In deze ervaring ligt meteen de bron van mijn maatschappelijk engagement. Het is onvermijdelijk, ik kan niet anders. Ik heb dat engagement voor mezelf heel eenvoudig samengevat: “Liefde is ... er zijn”. “Er zijn” voor mijn gezin en familie; “er zijn” voor mijn team en collega’s op het werk, “er zijn” voor de kapelgemeenschap van Filosofenfontein. “Er zijn” voor de mens van de eerstvolgende ontmoeting. Mijn talenten ontwikkelen en ten dienste stellen van wie op mij een beroep doet. En verder de Geest aan het werk laten en ruimte geven in mijn leven.Een tweede zin die mij bijzonder raakt is : Gij die vreugde vindt in mensen
Wij zijn Gods grootste vreugde en ons gelukkig zien is zijn grootste wens. Heel vaak richten wij ons in nood tot God, en roepen we met Petrus in de storm op het meer: Heer redt mij! Maar laat ons ook heel opmerkzaam en dankbaar zijn voor alle momenten waarop God ons, van uit een intense liefdesrelatie overlaadt met attenties en alle goeds. Hij zorgt Hij voor ons voor de bloemen langs de weg. Ik eindig met een derde citaat: Gedenk uw mensen dat zij niet vergeefs geboren zijn.

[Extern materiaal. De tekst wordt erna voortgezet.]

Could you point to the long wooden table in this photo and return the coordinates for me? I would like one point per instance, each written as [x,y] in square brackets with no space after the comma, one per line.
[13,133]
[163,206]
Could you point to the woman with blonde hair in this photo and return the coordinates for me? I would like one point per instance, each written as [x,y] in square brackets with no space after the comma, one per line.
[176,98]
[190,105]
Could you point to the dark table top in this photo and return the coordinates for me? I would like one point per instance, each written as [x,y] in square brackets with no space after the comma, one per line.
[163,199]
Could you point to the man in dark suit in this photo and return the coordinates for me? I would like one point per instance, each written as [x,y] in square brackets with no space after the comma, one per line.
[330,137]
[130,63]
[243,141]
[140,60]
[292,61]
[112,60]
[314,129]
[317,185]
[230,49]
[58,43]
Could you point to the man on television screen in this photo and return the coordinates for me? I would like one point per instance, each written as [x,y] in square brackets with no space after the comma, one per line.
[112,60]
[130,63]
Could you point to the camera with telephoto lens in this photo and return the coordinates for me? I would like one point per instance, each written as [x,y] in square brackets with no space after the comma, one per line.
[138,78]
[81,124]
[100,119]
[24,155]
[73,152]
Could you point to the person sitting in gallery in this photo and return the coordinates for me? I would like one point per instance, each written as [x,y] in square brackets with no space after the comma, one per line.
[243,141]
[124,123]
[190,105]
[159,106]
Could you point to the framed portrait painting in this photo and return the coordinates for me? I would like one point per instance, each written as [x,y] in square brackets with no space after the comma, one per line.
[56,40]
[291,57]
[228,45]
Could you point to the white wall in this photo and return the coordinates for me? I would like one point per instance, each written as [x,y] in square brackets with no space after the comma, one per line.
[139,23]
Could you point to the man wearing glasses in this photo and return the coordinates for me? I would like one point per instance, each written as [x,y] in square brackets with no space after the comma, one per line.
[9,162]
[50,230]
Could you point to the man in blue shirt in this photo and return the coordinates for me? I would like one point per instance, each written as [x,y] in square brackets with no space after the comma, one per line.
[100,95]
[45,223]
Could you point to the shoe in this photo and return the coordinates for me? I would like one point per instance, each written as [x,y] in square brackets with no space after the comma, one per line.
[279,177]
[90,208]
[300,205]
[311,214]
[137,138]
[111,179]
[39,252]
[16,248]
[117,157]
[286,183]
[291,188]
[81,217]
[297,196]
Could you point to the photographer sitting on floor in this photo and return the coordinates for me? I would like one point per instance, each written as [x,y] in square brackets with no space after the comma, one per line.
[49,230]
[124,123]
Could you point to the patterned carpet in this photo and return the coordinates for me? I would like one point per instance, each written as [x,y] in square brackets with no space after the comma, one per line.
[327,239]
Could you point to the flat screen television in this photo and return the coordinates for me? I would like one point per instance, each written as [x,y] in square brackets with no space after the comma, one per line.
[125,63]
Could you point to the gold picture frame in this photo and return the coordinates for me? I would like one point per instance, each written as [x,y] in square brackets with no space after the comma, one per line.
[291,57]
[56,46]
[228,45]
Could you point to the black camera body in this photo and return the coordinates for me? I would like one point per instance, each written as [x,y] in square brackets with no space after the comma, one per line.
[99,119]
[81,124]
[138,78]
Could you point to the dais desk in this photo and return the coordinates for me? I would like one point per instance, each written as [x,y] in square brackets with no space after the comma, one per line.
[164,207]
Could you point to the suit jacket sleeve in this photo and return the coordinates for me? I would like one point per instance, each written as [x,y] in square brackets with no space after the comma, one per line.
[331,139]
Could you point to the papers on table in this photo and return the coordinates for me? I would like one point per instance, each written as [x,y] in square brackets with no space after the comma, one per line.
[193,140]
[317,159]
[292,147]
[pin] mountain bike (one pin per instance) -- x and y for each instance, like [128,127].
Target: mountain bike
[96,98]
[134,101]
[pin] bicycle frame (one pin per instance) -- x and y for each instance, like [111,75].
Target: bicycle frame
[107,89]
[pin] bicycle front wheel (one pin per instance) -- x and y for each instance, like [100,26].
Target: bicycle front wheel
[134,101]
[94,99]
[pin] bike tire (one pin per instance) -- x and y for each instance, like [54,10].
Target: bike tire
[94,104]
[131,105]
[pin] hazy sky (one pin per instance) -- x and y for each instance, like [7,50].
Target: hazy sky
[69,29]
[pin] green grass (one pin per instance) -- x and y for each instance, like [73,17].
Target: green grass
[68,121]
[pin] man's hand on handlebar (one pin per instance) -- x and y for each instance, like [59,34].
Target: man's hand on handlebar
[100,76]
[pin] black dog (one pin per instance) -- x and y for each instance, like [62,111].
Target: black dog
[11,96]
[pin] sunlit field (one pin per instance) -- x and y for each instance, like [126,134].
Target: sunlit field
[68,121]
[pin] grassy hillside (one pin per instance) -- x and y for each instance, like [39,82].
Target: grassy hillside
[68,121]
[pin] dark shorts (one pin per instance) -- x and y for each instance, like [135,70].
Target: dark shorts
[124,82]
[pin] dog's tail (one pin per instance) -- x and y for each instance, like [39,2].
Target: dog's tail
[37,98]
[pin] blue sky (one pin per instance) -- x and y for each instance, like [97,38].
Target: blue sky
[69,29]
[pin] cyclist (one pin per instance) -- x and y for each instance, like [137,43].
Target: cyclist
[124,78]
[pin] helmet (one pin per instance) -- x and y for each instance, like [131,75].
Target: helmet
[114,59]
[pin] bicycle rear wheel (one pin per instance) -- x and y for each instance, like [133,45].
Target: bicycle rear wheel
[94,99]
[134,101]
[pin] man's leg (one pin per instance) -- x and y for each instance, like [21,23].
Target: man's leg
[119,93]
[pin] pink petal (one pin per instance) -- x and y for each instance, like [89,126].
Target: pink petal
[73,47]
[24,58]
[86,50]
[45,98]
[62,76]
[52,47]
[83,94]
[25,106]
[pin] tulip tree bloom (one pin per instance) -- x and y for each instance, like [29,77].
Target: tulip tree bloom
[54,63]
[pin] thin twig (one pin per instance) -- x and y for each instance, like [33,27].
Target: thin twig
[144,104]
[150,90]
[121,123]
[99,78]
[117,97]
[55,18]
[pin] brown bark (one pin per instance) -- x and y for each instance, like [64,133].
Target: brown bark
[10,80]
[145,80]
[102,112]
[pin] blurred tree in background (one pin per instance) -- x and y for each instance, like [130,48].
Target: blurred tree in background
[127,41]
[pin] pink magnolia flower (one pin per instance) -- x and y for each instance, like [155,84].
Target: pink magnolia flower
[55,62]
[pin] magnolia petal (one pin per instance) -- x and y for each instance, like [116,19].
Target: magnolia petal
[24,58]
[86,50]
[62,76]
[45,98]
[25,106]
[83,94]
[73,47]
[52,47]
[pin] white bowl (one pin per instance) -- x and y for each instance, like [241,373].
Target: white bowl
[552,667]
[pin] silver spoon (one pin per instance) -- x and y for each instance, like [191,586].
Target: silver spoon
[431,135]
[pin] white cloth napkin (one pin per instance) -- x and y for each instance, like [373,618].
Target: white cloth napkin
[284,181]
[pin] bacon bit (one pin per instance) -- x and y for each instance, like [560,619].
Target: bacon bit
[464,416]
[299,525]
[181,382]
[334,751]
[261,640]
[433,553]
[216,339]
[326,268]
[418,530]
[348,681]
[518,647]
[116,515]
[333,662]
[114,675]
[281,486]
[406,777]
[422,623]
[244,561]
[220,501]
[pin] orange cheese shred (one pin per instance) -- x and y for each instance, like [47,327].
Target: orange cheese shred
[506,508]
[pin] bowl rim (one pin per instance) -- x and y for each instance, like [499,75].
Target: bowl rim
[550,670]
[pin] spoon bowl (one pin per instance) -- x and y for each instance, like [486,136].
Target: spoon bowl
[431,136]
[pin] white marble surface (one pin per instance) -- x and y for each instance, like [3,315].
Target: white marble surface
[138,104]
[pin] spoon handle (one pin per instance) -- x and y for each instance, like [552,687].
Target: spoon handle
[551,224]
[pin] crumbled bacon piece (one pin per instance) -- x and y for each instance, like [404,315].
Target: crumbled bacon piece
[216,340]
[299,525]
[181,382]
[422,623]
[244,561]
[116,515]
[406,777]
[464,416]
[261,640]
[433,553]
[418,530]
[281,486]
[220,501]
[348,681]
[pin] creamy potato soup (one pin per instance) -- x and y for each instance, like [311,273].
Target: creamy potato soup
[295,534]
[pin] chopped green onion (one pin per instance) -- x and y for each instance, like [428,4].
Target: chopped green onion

Kan je het je als boodschap tot een mens voorstellen: jij bent vergeefs geboren, je leven heeft tot niets gediend of dient tot niets. Zelfs je “zijn” heeft tot niets of niemand gediend. Niemand die liefdevol om jou geeft of gegeven heeft of aan wie jij liefde hebt kunnen geven. Dan berust alle hoop alleen nog op God.
Je zal in deze tijden maar geboren worden in Gaza, in Afghanistan, in een uitzichtloze, kansloze situatie.
Dan kunnen we alleen maar alles in Gods handen leggen. Maar tegelijk lees ik hierin ook weer een oproep naar onszelf: dat wij met elkaar verbonden blijven, dat wij voor elkaar zorgen, dat wij elkaar behoeden.
Vanuit deze ervaringen heb ik als evangelie de tekst uit Johannes gekozen over de wijnstok en de ranken. Jezus is de ware wijnstok. En met de metafoor van de wijngaardenier, de wijnstok en de ranken wil Johannes aangeven dat God, Jezus en de mensen bij elkaar horen, in een intense verbondenheid.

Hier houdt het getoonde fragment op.